Saturday, October 24, 2009

Folklore Day

A few weeks ago, the elementary school has their Folklore Day. Folklore day here is somewhat similar to the Dia Tipico's that we had in Honduras, but it did have some differences. To start, a little history is needed to understand Paraguayan schooling. For most people in the country, Spanish is not their first language, Guarani is. Guarani is the name of the traditional indians that lived in Bolivia, Paraguay, and northern Argentina when the Spanish took over.

Outside of the big cities, Guarani is the main language of the country. Jesse and I hear Guarani being spoken almost daily by our guard and our maid. However, during the 1930's and 40's, Guarani was viewed as an inferior language, and therefore was banned in the nation's schools. Sometime in the 1970's (my dates may be a bit off) the government realized what a diservice it was doing to its youth, and now, every student has to take a Guarani class as part of their education. It is still viewed as a campesino language, a poor person's langauge, so many of our students don't value the language or its culture.

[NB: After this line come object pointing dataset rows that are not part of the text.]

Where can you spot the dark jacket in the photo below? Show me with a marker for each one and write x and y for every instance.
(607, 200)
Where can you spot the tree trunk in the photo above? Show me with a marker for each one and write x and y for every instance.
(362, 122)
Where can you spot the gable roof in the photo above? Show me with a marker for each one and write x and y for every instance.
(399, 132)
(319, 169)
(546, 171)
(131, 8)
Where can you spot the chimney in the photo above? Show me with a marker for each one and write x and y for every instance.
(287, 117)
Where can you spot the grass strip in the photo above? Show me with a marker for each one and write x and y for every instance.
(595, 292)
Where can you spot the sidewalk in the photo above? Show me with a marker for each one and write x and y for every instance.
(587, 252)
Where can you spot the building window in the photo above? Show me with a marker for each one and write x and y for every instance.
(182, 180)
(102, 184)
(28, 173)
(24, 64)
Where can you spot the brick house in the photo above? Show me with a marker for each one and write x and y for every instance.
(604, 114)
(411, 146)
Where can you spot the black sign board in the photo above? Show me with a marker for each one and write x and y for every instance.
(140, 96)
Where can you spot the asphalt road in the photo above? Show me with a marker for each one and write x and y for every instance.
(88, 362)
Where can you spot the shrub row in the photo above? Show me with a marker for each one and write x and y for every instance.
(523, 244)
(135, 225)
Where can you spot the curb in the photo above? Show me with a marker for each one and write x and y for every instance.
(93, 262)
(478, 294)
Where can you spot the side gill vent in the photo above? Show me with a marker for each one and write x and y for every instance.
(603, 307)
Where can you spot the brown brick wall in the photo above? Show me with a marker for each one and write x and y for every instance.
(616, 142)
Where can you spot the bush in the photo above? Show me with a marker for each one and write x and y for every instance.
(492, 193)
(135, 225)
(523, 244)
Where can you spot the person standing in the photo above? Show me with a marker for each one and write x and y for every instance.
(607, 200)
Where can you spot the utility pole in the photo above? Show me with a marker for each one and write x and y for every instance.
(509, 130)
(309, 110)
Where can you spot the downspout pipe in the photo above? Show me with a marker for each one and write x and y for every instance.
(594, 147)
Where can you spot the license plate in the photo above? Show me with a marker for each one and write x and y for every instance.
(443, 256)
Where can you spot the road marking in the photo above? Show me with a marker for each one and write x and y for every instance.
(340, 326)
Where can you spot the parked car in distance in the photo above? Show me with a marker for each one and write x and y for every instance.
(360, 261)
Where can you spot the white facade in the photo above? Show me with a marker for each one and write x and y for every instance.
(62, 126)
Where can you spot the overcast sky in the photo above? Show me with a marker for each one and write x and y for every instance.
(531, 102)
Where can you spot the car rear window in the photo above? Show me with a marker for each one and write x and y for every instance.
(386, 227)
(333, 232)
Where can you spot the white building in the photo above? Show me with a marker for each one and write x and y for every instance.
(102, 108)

Fast forward to today, and as a part of the elementary school Guarani program at our school, they have a Folklore Day. This is where each grade level is taught a traditional dance and they wear traditional clothing as well. The girls wear traditional colored skirts, and wear fake hair braids to give the illusion of long hair. The boys wore gaucho clothing with a traditional belt, and the 5th grade boys also got to carry a guompa (my spelling may be off) to simulate a machete to harvest crops with.

The celebration is held for the parents to come and watch, with announcements made in three languages- Guarani, Spanish, and English. As it is the 5th graders last year dancing for Folklore Day, they got to do an extra dance to celebrate. Teachers were also asked to participate, although for my first year, I chose to sit out and just observe the celebration.